Beginning in 1918, a series of fire lookout towers were constructed on Long Island to aid in the fighting of wildfires. The first constructed was on Telescope Hill in the fall of 1918 (only two were constructed that year), and went into operation in March 1919. The tower was a 60-foot Aermotor LS40 model, with a cab placed on top. The Telescope Hill tower reported 120 fires between March 17 and June 15, 1919.

Visitors were invited to climb the tower and enjoy the view.

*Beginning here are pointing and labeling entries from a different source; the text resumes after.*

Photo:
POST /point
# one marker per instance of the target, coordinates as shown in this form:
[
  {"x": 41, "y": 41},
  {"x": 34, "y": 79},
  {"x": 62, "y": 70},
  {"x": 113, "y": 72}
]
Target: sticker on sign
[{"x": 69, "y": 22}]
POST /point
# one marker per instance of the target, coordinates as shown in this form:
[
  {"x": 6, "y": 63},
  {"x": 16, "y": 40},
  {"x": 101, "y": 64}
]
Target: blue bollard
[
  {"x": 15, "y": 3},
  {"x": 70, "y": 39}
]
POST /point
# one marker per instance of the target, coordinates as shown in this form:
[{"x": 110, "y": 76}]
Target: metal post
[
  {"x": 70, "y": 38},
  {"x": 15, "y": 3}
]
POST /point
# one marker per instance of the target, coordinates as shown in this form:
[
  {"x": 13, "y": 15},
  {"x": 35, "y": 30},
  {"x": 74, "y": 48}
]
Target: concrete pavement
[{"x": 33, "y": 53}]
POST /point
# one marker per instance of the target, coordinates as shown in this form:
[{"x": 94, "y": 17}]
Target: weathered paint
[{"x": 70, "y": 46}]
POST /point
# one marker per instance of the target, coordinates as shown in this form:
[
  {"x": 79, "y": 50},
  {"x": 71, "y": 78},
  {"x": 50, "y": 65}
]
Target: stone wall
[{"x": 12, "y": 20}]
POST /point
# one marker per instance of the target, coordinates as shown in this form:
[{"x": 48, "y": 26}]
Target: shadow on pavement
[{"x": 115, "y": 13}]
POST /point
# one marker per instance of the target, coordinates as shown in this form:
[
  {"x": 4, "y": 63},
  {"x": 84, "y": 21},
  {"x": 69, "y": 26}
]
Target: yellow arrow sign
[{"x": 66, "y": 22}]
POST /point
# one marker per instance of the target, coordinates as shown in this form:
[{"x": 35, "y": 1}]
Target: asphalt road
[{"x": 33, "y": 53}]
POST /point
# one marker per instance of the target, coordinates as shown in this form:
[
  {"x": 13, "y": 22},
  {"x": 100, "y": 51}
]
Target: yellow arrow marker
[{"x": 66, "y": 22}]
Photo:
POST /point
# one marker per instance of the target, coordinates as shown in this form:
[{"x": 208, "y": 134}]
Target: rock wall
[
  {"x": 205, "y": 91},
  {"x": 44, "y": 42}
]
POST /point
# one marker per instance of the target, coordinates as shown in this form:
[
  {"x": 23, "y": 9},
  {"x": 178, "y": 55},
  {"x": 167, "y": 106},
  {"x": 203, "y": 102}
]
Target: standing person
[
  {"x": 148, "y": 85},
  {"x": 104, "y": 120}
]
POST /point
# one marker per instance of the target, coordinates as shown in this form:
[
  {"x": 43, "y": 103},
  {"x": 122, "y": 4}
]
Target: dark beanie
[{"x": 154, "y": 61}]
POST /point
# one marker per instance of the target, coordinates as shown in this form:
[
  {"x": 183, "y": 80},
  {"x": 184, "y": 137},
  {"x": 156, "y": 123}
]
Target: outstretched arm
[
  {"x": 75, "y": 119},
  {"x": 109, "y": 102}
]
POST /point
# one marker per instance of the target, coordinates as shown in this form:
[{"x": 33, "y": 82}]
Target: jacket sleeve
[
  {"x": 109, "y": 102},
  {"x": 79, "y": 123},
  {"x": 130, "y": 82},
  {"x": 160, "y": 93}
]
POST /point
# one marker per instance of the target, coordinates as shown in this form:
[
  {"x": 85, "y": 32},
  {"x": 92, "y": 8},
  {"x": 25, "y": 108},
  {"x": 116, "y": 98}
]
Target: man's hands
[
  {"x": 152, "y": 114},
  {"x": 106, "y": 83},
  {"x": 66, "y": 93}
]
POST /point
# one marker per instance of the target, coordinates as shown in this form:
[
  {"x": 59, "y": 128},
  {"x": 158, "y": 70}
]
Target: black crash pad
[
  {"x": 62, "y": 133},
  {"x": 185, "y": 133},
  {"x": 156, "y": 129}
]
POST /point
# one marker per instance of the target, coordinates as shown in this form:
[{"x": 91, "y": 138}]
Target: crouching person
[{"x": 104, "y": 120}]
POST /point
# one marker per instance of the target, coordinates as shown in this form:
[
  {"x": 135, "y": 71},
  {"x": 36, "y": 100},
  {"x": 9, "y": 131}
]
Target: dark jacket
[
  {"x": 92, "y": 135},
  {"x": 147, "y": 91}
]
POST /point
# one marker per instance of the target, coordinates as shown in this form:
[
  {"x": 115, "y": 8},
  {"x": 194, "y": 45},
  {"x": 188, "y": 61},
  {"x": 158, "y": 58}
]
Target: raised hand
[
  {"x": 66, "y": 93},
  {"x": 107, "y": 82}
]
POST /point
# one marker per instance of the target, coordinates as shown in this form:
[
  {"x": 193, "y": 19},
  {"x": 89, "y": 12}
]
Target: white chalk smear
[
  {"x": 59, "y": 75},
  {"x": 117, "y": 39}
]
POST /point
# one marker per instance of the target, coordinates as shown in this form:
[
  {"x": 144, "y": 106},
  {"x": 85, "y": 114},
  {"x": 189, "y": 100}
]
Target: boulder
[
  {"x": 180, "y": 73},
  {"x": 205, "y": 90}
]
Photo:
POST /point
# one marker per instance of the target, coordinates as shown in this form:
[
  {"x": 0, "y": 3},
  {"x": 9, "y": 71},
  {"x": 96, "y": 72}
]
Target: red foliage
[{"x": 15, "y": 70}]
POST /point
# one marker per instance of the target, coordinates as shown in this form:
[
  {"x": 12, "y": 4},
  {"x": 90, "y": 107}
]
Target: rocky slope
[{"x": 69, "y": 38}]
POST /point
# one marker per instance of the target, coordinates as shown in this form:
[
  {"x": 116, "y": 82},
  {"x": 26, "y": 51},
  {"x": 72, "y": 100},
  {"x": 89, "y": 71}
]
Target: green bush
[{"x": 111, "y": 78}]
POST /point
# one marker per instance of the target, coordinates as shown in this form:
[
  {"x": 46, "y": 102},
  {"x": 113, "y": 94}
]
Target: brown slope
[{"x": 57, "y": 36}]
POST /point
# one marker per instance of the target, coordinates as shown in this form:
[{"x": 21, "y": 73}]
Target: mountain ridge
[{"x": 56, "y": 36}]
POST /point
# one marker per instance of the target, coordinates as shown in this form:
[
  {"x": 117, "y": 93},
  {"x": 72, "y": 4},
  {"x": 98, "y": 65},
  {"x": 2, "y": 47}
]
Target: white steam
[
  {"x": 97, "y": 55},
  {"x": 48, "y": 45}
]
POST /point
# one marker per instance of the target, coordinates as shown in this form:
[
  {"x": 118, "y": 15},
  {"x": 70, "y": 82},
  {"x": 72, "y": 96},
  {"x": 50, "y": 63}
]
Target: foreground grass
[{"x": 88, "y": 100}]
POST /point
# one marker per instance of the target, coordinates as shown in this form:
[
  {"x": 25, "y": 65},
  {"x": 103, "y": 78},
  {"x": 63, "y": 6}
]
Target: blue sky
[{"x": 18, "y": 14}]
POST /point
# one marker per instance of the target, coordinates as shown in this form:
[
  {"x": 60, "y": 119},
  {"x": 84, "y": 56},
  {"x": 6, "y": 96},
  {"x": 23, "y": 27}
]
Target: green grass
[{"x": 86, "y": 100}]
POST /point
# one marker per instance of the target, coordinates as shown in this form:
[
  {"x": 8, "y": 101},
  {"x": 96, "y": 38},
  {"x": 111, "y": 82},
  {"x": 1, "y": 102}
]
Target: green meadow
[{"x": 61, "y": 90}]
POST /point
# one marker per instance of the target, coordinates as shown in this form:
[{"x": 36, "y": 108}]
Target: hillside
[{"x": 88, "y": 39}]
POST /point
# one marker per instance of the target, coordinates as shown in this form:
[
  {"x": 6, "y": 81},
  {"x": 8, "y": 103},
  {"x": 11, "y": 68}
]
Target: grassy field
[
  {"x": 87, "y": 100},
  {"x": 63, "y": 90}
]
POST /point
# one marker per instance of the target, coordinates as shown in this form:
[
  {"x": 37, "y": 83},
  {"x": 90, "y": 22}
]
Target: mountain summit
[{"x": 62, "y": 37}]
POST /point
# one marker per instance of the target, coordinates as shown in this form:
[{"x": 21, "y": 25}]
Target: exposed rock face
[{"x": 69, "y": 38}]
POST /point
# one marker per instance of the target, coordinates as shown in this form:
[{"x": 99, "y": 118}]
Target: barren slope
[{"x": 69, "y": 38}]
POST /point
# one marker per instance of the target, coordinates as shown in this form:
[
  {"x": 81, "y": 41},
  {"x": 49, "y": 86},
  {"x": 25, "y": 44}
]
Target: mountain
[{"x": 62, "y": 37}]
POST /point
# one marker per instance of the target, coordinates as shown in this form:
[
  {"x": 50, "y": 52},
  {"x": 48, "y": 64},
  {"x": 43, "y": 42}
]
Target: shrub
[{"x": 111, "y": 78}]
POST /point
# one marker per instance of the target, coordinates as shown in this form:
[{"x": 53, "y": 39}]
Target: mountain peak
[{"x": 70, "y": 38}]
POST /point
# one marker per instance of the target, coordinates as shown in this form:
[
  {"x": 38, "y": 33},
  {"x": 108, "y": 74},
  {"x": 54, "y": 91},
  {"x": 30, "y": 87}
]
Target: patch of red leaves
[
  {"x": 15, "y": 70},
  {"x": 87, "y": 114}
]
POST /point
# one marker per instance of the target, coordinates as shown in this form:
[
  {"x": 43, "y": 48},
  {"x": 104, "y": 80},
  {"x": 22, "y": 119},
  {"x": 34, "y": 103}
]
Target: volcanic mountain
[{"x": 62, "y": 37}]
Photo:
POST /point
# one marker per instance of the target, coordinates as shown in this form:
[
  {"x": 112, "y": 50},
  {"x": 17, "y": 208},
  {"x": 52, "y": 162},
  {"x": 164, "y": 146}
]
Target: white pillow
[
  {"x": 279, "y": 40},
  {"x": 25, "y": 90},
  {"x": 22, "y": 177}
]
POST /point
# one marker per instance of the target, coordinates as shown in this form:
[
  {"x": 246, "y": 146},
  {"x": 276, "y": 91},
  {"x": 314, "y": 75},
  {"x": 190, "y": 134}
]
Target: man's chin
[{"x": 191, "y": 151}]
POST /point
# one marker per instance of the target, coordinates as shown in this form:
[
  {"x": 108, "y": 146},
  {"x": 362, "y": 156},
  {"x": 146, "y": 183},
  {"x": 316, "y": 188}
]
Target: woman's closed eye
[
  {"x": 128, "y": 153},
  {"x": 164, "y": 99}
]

The first fire observer was Al Lucas, who served for two years, followed by Frank Forsyth, who served until 1948. Starting in 1922, the Suffolk County fire observers were supervised by State District Fire Ranger Clarence Dare of Selden.

During World War II, a new cab was built below the original cab to be used for fire watching, and the original was used by Civil Defense observers. Nazi "U-Boats" were spotted three times from Telescope Hill, one of which was captured after being spotted.

As suburban growth spread through the area and fire tower use began to decline across the country, the State ended its support of fire towers on Long Island after the 1959 season. The Telescope Hill tower was removed in 1960.

== Radio tower ==
Telescope Hill currently hosts radio tower facilities at its summit, including the facilities that broadcast WALK-FM.